StegSchreck / RatS

Movie Ratings Synchronization with Python
GNU Affero General Public License v3.0
265 stars 31 forks source link

Add source www.filmtipset.se #97

Closed Row closed 3 years ago

Row commented 4 years ago

Add filmtipset.se as a source, later perhaps as destination.

Filmtipset.se has been one of Sweden's largest (and greatest) movie rating communities. But the site was recently relaunched by a new owner which did not know or cared what Filmtipset was about.

Here is some information about the site: https://sv.wikipedia.org/wiki/Filmtipset

Quote wikipedia (Lazy Google translate)

In November 2009, the Filmtipset had over 87,600 registered users and the database contained over 69,900 films and 18.7 million ratings. In July 2011, the Filmtipset had 103,400 users, 81,600 films and 23 million ratings. [18] In January 2017, the database contained over 120,000 registered users, 112,775 films and over 29 million ratings. In September 2019, the Filmtipset had 122,000 registered users, 123,500 films and 29.8 million ratings. [18]

Row commented 4 years ago

Some more information. Filmtipset.se has no API at the moment. I think the data needed for export is public? The ratings and rating date for each user can be found on an url below, where p is the pagination offset. https://www.filmtipset.se/betyg/ExampleUserName?p=0

IMDB-id might be present at each movie page e.g.: https://www.filmtipset.se/film/the-beach-bum

I might be able to help out with the request, but I need better information how to contribute. How to setup the development environment, preferably via docker. Are there any good commits or code to look at?
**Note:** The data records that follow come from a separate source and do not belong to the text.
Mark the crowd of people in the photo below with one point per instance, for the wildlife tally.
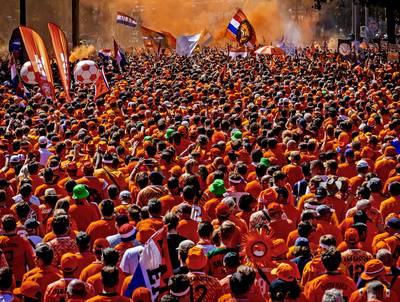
(276, 178)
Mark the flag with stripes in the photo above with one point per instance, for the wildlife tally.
(240, 30)
(126, 20)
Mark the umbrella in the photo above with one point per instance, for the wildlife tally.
(270, 50)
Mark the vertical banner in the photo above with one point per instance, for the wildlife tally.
(39, 58)
(60, 46)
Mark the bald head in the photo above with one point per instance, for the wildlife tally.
(76, 289)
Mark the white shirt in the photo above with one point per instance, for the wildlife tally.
(44, 156)
(130, 259)
(33, 199)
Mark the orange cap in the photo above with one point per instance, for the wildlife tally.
(176, 171)
(144, 234)
(279, 247)
(351, 236)
(372, 269)
(69, 262)
(100, 244)
(284, 271)
(29, 289)
(196, 259)
(141, 294)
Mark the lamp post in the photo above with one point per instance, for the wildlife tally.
(22, 12)
(75, 22)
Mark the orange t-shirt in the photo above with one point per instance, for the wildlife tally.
(83, 214)
(43, 276)
(188, 229)
(18, 253)
(91, 270)
(101, 229)
(316, 288)
(205, 287)
(109, 298)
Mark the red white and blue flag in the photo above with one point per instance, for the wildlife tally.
(101, 86)
(154, 266)
(120, 57)
(240, 30)
(126, 20)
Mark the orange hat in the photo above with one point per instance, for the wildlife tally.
(390, 151)
(196, 259)
(29, 289)
(103, 146)
(69, 262)
(90, 146)
(274, 207)
(72, 166)
(279, 247)
(144, 234)
(100, 243)
(284, 272)
(372, 269)
(222, 209)
(351, 236)
(176, 171)
(141, 294)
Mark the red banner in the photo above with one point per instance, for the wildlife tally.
(39, 58)
(60, 46)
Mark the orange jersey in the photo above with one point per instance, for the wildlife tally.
(103, 297)
(57, 291)
(101, 229)
(43, 276)
(354, 260)
(204, 287)
(18, 253)
(316, 288)
(90, 270)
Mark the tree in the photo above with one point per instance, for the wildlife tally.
(392, 9)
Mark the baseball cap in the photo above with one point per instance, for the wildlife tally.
(274, 207)
(185, 245)
(394, 223)
(321, 192)
(372, 269)
(69, 262)
(29, 289)
(323, 210)
(125, 195)
(301, 241)
(362, 164)
(362, 204)
(141, 294)
(222, 210)
(144, 234)
(80, 192)
(279, 247)
(100, 243)
(218, 187)
(284, 272)
(351, 236)
(31, 223)
(196, 259)
(231, 259)
(43, 140)
(126, 230)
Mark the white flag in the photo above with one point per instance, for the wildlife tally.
(185, 45)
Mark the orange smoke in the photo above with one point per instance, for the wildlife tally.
(270, 19)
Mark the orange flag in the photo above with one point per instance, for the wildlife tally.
(39, 58)
(60, 46)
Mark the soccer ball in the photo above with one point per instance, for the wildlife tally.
(28, 74)
(86, 72)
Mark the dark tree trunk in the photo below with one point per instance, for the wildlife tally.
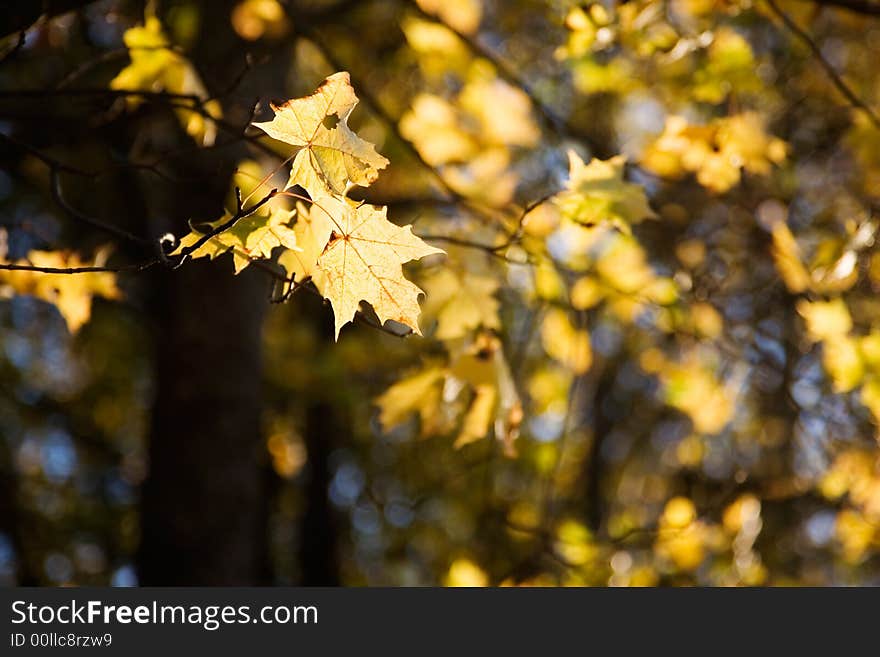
(203, 508)
(318, 557)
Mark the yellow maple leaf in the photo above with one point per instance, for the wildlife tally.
(330, 155)
(596, 193)
(71, 293)
(312, 231)
(363, 261)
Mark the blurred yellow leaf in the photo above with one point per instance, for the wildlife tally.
(71, 293)
(568, 345)
(596, 193)
(463, 15)
(825, 319)
(156, 66)
(464, 572)
(419, 393)
(461, 301)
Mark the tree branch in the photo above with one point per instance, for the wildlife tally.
(838, 81)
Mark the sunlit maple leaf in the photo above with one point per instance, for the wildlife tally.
(363, 262)
(596, 193)
(312, 231)
(330, 155)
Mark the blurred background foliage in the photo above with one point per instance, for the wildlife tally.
(651, 356)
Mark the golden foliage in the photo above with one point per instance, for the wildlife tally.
(156, 66)
(71, 293)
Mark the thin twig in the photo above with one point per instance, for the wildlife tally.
(838, 81)
(19, 43)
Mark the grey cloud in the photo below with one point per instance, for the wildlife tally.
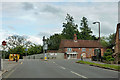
(11, 28)
(28, 6)
(52, 9)
(44, 34)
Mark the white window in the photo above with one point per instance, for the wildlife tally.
(69, 49)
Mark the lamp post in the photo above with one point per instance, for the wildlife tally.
(99, 37)
(44, 48)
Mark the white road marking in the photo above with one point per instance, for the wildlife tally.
(62, 67)
(78, 74)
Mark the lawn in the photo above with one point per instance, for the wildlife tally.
(110, 66)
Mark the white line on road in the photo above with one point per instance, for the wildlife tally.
(78, 74)
(62, 67)
(10, 73)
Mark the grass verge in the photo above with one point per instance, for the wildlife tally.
(108, 66)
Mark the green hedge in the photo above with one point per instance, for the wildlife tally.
(116, 67)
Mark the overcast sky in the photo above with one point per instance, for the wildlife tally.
(38, 19)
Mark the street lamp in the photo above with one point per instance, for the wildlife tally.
(99, 28)
(99, 38)
(45, 46)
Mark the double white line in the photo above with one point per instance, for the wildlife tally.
(78, 74)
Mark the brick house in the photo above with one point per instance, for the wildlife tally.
(75, 48)
(117, 43)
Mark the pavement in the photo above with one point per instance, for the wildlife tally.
(36, 68)
(8, 65)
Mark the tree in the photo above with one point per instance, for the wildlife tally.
(108, 55)
(69, 28)
(17, 50)
(86, 32)
(104, 42)
(54, 41)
StegSchreck commented 4 years ago

The recommended dev environment would be a virtual env. There is a Dockfile present in the project though, that you can also use for local runs.

I would recommend to check out the other parsers and inserters to get a general idea. The last ones being implemented were about RottenTomatoes (see PR #94).

When a file download is offered, this would be preferred to increase the speed of parsing. Another option to have a look at is using Javascript calls from the selenium-controlled browser. This would avoid loading more data than actually needed. The remaining option would be web scraping using BeautifulSoup.